For those of you who don’t remember, Streamzy is a search tool to find media files already available on the web within a nice user-friendly interface. When a user finds some music or videos, he can then add them to a playlist and stream them. Additional benefits for the lot included very low costs involved in running the site as the backend runs on Google App Engine for free and the hosting costs involved are only to cover the Flex frontend.

It is also worth mentioning that Streamzy has been covered by many important technology blogs when it initially launched a little more than a year ago – the list included TechCrunch and Wired (the startup now uses this fact as an additional benefit on the eBay bidding page). But the irony is that both we (the bloggers) and startup guys still seem to value our coverage probably way too high – after a year since the site’s launch and coverage just about everywhere (and coverage on both TechCrunch and Wired is usually everything any startup founder feels is totally enough for success) it now only features 2,400 registered users – hardly the number that can make any startup profitable.

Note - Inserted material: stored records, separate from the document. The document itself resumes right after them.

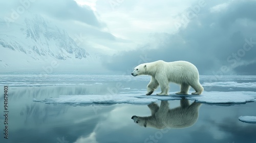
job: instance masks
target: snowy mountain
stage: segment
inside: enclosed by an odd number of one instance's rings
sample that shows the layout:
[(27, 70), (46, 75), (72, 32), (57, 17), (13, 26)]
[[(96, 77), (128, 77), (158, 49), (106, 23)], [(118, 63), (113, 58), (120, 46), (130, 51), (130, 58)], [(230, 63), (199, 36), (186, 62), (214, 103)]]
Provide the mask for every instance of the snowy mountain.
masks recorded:
[(62, 68), (73, 68), (95, 60), (65, 30), (41, 16), (20, 19), (8, 24), (0, 19), (0, 72), (41, 70), (53, 61), (62, 63)]

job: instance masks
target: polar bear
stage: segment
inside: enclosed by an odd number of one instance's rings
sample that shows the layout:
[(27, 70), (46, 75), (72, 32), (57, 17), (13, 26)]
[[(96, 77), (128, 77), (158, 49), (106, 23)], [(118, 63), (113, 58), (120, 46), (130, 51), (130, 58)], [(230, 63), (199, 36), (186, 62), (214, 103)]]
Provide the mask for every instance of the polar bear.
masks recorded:
[(180, 91), (178, 94), (187, 94), (189, 87), (195, 92), (192, 94), (200, 94), (204, 88), (199, 82), (199, 74), (197, 67), (192, 63), (184, 61), (166, 62), (162, 60), (141, 64), (134, 68), (132, 75), (151, 76), (147, 85), (147, 93), (149, 96), (160, 85), (161, 92), (157, 95), (168, 95), (169, 82), (180, 85)]
[(155, 103), (147, 105), (151, 110), (151, 116), (140, 117), (134, 115), (132, 119), (140, 126), (158, 129), (165, 128), (184, 128), (190, 127), (198, 118), (199, 110), (201, 104), (195, 101), (189, 105), (188, 100), (180, 100), (180, 106), (169, 109), (167, 101), (162, 101), (159, 107)]

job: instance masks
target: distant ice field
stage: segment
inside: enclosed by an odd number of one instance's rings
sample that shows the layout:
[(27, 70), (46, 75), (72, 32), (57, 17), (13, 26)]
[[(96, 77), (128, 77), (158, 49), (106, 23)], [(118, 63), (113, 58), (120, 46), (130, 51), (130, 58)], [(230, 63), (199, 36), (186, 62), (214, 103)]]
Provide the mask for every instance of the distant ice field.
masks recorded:
[[(34, 102), (48, 104), (75, 106), (94, 104), (147, 104), (157, 100), (179, 100), (184, 97), (202, 103), (228, 104), (254, 102), (256, 98), (256, 76), (200, 76), (200, 83), (205, 88), (200, 96), (178, 96), (175, 93), (179, 90), (179, 86), (170, 85), (168, 96), (156, 96), (160, 87), (153, 93), (154, 95), (147, 96), (145, 95), (146, 85), (150, 81), (150, 77), (147, 76), (134, 77), (131, 75), (0, 75), (0, 86), (78, 86), (79, 89), (94, 89), (90, 94), (81, 92), (75, 94), (74, 93), (78, 91), (75, 89), (69, 94), (60, 93), (57, 97), (46, 99), (35, 96), (37, 98), (33, 100)], [(190, 88), (190, 94), (193, 90)]]

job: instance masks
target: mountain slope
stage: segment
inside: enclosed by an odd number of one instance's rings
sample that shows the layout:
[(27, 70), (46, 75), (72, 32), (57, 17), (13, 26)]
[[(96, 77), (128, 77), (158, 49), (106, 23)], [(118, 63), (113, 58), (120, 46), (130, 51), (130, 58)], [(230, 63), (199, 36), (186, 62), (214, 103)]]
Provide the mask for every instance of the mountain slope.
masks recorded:
[(0, 19), (0, 72), (41, 70), (53, 61), (60, 64), (61, 70), (95, 66), (95, 58), (65, 30), (40, 15), (28, 17), (9, 26)]

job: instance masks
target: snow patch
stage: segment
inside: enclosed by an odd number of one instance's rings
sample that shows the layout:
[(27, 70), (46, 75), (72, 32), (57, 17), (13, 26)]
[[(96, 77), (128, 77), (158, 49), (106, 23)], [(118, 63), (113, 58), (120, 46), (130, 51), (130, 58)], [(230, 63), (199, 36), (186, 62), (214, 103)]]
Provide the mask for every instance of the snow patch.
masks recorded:
[(238, 119), (239, 121), (247, 123), (252, 123), (256, 124), (256, 116), (240, 116)]
[(256, 98), (256, 92), (252, 91), (205, 91), (200, 96), (177, 95), (172, 93), (168, 96), (145, 96), (141, 92), (138, 91), (137, 93), (119, 93), (114, 95), (63, 95), (55, 98), (47, 98), (44, 100), (34, 99), (33, 101), (42, 102), (46, 104), (60, 103), (71, 105), (94, 104), (110, 105), (118, 103), (144, 105), (156, 102), (157, 100), (175, 100), (185, 98), (202, 103), (231, 104), (254, 102)]

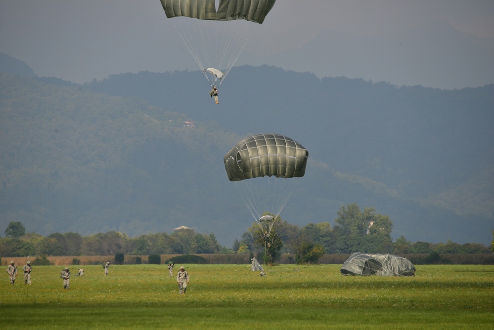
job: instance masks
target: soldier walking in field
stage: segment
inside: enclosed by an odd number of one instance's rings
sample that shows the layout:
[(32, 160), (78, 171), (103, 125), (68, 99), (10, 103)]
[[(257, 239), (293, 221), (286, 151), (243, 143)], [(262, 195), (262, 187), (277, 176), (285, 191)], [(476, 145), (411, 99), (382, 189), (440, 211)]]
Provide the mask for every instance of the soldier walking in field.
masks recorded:
[(177, 283), (179, 283), (179, 293), (185, 294), (187, 290), (187, 284), (189, 283), (189, 275), (185, 272), (183, 266), (180, 267), (180, 270), (177, 274)]
[(11, 262), (10, 264), (7, 267), (7, 273), (8, 273), (8, 277), (10, 279), (10, 284), (14, 285), (15, 277), (17, 276), (17, 266), (13, 261)]
[(65, 267), (65, 269), (60, 272), (60, 277), (63, 279), (63, 288), (69, 288), (70, 284), (70, 271), (68, 267)]
[(105, 269), (105, 276), (108, 275), (108, 267), (110, 267), (110, 262), (107, 261), (106, 263), (103, 265), (103, 268)]
[(22, 267), (22, 271), (24, 273), (24, 284), (31, 285), (31, 271), (32, 269), (31, 261), (28, 260), (26, 262), (24, 267)]
[(173, 266), (175, 265), (175, 264), (168, 264), (168, 275), (170, 276), (173, 276)]

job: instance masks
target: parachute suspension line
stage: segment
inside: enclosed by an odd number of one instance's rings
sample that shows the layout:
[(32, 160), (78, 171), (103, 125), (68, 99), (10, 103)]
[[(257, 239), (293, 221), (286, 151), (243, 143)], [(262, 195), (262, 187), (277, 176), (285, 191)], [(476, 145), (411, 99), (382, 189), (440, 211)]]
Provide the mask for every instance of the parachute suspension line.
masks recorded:
[[(197, 65), (198, 65), (199, 67), (201, 68), (201, 70), (204, 70), (204, 67), (202, 65), (202, 62), (201, 61), (201, 59), (199, 58), (197, 51), (195, 51), (195, 48), (192, 45), (192, 41), (191, 40), (191, 38), (190, 37), (190, 35), (187, 35), (185, 33), (185, 29), (179, 29), (177, 27), (177, 25), (174, 25), (174, 27), (175, 27), (175, 29), (177, 30), (177, 32), (179, 33), (179, 35), (180, 35), (180, 37), (182, 39), (183, 45), (189, 51), (189, 52), (190, 53), (190, 55), (192, 55), (194, 60), (195, 61), (195, 62), (197, 63)], [(180, 30), (181, 30), (181, 31), (180, 31)], [(208, 78), (207, 76), (206, 76), (206, 78)], [(208, 78), (208, 80), (209, 80), (209, 78)]]
[[(236, 182), (234, 182), (234, 184), (235, 184), (235, 188), (236, 189), (237, 192), (238, 192), (238, 194), (240, 195), (242, 199), (244, 201), (244, 203), (247, 207), (251, 214), (252, 215), (252, 217), (254, 218), (254, 220), (256, 221), (257, 224), (260, 226), (261, 224), (259, 223), (259, 219), (261, 218), (261, 216), (256, 211), (259, 209), (259, 207), (257, 205), (255, 199), (251, 198), (251, 196), (253, 195), (252, 194), (253, 193), (252, 189), (246, 183), (242, 183), (242, 184), (239, 184)], [(242, 187), (240, 187), (240, 186)]]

But the main problem that I see with this bidding is total absence of the word “profit” or at least “revenue”. Usually when you see a business sold (and this is exactly the category where Streamzy is offered for sale on eBay), you expect the owner to brag about its revenues (if he or she wants to earn very good money off selling the business) or at least its revenue prospects and potential (if the business is not profitable at all but the owner wants to make something off the deal). After all, a business should be about making money, not about hosting a service for some happy customers for free and enjoying the process.

But this bidding idea of Streamzy looks like a very good indication of the big problem we are in with this entire startups industry – they keep forgetting about business models and making money off their innovative and great ideas somehow hoping that everyone will be able to get some funding or will be acquired by Google somehow. Unfortunately it rarely happens and I guess that we will see more and more startups sold in this manner for less than impressive money – simply because so many of them lack any business model. And the current recession will probably send more startups to eBay looking to cut at least the costs involved in hosting and get rid of the projects that generate nothing but expenses.

UPDATE: The bidding has ended and the winning bid was mere $2,750 so Streamzy owner is more than right telling that “It turns out streaming music sites are not worth anything at all” in an email I have just received from him. I actually hoped it would be a little higher at least.